Suriye Dışişleri Bakanı Esad Şeybani’nin Suriye’ye yönelik yaptırımların kaldırılması için Amerikalı ve IMF’den yetkililerle temaslarda bulunmak ve Dünya Bankasının yıllık toplantısına katılmak için Washington’da bulunduğu bir sırada gerçekleşen bu hadisenin Trump yönetiminin yaptırımların kaldırılması için yeni Suriye yönetimine karşı ileri sürdüğü şartlarla irtibatlı olduğu ileri sürülmüştü. Bilindiği üzere Trump yönetimi yeni yönetimden İran’a yakın grupların Suriye’deki varlıklarını sona erdirmesini ve İsrail’in güvenliğine tehdit oluşturacak oluşumlara zemin sağlanmamasını talep ediyor.
Suriyeli yetkililer gözaltıların İslami Cihad yöneticilerinin eski rejimle ve İran’la irtibatlarından kaynaklandığını ve soruşturmanın devam ettiğini söyleseler de bölgesel gelişmeler spekülasyonları besliyor. İslami Cihad hareketinin İran ile yakınlığı da Esed rejimiyle de irtibat içinde olduğu biliniyor.
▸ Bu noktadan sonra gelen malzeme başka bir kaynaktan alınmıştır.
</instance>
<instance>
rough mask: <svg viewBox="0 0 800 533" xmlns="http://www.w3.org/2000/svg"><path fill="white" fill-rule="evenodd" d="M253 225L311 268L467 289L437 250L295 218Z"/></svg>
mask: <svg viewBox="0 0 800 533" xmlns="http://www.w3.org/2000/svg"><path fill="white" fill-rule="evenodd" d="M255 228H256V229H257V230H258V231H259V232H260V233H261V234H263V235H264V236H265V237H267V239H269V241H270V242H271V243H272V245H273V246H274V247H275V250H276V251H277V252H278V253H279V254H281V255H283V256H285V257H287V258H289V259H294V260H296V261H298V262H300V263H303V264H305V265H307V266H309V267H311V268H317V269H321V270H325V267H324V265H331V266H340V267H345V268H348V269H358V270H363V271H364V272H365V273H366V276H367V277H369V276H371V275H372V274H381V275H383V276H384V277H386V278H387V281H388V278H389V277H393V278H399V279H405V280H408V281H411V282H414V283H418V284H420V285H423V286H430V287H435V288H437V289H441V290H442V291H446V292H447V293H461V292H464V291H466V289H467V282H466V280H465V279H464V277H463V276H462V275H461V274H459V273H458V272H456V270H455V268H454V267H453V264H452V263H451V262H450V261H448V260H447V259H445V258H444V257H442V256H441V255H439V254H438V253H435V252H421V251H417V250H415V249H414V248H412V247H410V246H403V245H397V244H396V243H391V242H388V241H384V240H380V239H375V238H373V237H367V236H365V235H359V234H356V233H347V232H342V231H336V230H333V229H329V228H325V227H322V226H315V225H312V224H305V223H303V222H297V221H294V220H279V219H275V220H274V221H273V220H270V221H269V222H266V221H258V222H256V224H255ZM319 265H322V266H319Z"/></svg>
Ne var ki İslami Cihad’ın bu irtibatı bir tercih olmaktan öte zorunluluk niteliği taşıyor. Çünkü bugün de Gazze hadisesinin çok net bir şekilde ortaya koyduğu gibi Filistinli direniş örgütleri ne dünyadan ne bölgeden destek görmüyor. Bu yüzden bu hareketlere neden “İran’a yakın duruyorsunuz?” diye hesap sormak adil ve haklı bir tutum değil.
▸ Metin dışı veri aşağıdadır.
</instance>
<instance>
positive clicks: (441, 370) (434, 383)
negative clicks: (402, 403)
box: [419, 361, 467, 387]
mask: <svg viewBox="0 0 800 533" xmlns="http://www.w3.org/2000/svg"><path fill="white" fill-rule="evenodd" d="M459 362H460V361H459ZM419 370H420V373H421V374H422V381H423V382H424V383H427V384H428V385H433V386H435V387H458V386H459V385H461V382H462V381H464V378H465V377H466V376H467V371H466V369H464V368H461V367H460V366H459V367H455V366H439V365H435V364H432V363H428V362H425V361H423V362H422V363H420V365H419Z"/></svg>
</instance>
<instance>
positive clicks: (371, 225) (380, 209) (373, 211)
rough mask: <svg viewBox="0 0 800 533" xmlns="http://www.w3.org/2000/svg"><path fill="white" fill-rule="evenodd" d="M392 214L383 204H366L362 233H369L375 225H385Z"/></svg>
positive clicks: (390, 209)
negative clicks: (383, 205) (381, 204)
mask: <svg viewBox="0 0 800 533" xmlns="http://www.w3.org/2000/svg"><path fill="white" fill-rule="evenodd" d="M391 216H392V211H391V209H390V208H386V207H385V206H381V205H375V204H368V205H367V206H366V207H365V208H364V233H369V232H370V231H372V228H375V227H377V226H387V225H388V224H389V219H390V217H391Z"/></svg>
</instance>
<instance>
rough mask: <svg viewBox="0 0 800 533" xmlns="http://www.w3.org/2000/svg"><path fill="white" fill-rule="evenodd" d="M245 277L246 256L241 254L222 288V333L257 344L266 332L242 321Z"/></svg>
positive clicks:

Bu somut gerçek ortadayken, Filistin İslami Cihad hareketi yöneticilerinin gözaltına alınmalarının kabul edilemezliğini görmek gerekiyor. Şam yönetiminin Amerikalılara şirin gözükmek için Filistinli mücahitleri baskı altına alacaklarına zaten ihtimal vermiyoruz ama bilhassa Gazze’de soykırım vahşice sürerken hangi iddiayla, hangi gerekçeyle olursa olsun yaşanan bu gelişmenin hakkaniyetli ve basiretli olmadığının altını çizme ihtiyacı da hissediyoruz. Eğer hadisenin ardında başka bir gerekçe varsa da yeni yönetimin bunu acilen kamuoyuna açıklamasını talep ediyoruz.